I love award shows-I love the glamor, I love the anticipation, but mostly I love trying to predict the outcome in advance. It’s surprising how often you’re right if you take into consideration the committee’s past decisions and the patterns that emerge, but there are always films in the mix that have the potential to mess you up. That’s a good thing; that’s what makes it so much fun.
This year’s Oscar contenders make for a particularly interesting field, in my opinion. I can’t wait to see if my predictions are correct, as they were last year, or entirely off-base, as they were the year before that.
It seems that “12 Years a Slave” is the clear frontrunner for Best Picture, and deservedly so. “American Hustle” is a possible dark horse contender in that category, but in my opinion, it wasn’t that good. “12 Years a Slave” should have the prize, and in all likelihood, it will.
Best Supporting Actress
Lupita Nyong’o, who delivered a stunning performance as Patsey in “12 Years a Slave,” deserves to win Best Supporting Actress, as well. That category, however, is more likely to go to Jennifer Lawrence, who has won out over Lupita Nyong’o in every mainstream award show thus far. If “12 Years a Slave” is passed over for Best Picture, Nyong’o may win Best Supporting Actress as a consolation prize, but otherwise count on Lawrence.
For Best Director, the serious contenders seem to be Cuarón for “Gravity” and McQueen for “12 Years a Slave.” Either is a deserving candidate, but this award seems more likely to go to Cuarón. Say what you will about “Gravity,” it’s groundbreaking in its own right, and it was one of the year’s most talked-about movies for a reason.
The award for Best Screenplay is likely to go to “Her,” though, once again, “American Hustle” is a possible dark horse contender. In my opinion, the omission of Spike Jonze from the Best Director category was one of this year’s most serious snubs, so it’ll be good to see “Her” rewarded somewhere.
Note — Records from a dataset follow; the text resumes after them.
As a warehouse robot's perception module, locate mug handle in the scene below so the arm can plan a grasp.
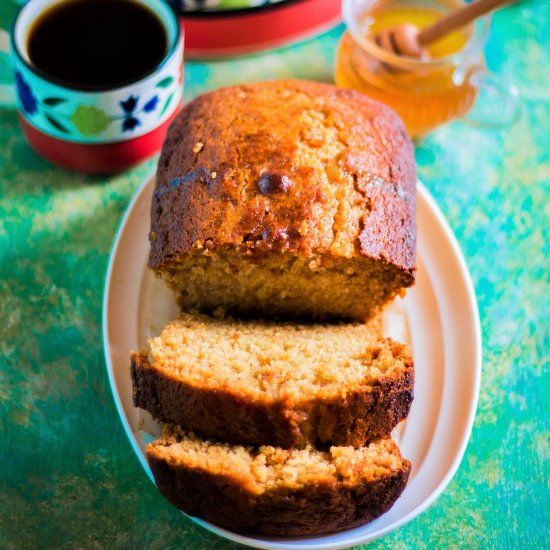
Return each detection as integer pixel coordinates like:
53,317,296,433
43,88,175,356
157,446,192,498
460,67,522,129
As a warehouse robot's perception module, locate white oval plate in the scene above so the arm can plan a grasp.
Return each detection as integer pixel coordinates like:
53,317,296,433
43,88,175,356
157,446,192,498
103,178,481,549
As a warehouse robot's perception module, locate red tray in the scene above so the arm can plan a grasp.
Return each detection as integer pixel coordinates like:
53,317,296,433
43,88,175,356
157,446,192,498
181,0,341,59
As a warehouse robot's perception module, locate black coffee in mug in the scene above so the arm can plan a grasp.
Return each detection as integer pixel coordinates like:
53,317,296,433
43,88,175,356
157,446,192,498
28,0,168,91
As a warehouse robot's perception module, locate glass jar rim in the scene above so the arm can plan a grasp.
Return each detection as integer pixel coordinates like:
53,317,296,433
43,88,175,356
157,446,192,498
342,0,490,70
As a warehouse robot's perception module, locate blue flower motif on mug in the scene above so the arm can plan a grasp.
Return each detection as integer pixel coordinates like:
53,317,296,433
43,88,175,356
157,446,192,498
15,71,38,115
120,95,159,132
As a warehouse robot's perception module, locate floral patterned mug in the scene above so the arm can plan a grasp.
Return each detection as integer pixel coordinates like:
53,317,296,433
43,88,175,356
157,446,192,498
11,0,183,173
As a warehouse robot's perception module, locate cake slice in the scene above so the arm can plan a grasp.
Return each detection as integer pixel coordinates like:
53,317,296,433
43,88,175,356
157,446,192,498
131,313,414,448
147,427,411,536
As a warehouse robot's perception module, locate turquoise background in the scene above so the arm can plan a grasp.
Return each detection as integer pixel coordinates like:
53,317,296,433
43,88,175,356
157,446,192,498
0,0,550,549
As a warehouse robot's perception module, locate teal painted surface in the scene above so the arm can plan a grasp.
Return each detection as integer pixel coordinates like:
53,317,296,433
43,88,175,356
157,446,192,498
0,0,550,549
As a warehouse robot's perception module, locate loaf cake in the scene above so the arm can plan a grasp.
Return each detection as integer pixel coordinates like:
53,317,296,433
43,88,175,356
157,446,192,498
149,80,416,326
147,427,411,536
131,313,414,448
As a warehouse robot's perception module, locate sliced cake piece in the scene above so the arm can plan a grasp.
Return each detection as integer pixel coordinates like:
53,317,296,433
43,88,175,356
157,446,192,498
131,313,414,448
147,427,411,536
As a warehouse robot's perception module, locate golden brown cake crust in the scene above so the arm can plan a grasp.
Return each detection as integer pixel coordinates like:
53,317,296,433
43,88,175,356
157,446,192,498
149,80,416,274
147,446,410,536
131,352,414,449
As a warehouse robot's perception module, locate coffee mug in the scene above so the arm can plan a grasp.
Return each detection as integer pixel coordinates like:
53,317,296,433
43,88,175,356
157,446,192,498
10,0,183,173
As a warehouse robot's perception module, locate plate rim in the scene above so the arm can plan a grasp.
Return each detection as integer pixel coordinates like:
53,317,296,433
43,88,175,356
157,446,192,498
102,175,482,550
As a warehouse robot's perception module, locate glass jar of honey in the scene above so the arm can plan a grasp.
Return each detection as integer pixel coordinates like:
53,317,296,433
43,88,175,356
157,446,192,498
334,0,519,137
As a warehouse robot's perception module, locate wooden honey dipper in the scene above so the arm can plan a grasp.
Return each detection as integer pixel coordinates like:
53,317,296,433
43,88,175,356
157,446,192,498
375,0,510,57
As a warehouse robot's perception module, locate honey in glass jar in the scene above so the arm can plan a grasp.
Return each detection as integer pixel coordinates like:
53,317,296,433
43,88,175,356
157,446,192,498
334,0,507,137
Lastly, I have a strong feeling that the award for Best Actor will go to Matthew McConaughey, an opinion in which I’m joined by most critics. There’s a chance that the Academy Awards will finally take pity on Leonardo DiCaprio, but it doesn’t seem likely.
I could be totally off base on all of these, of course. The chance that you’ll be wrong, though, is part of the fun of making predictions.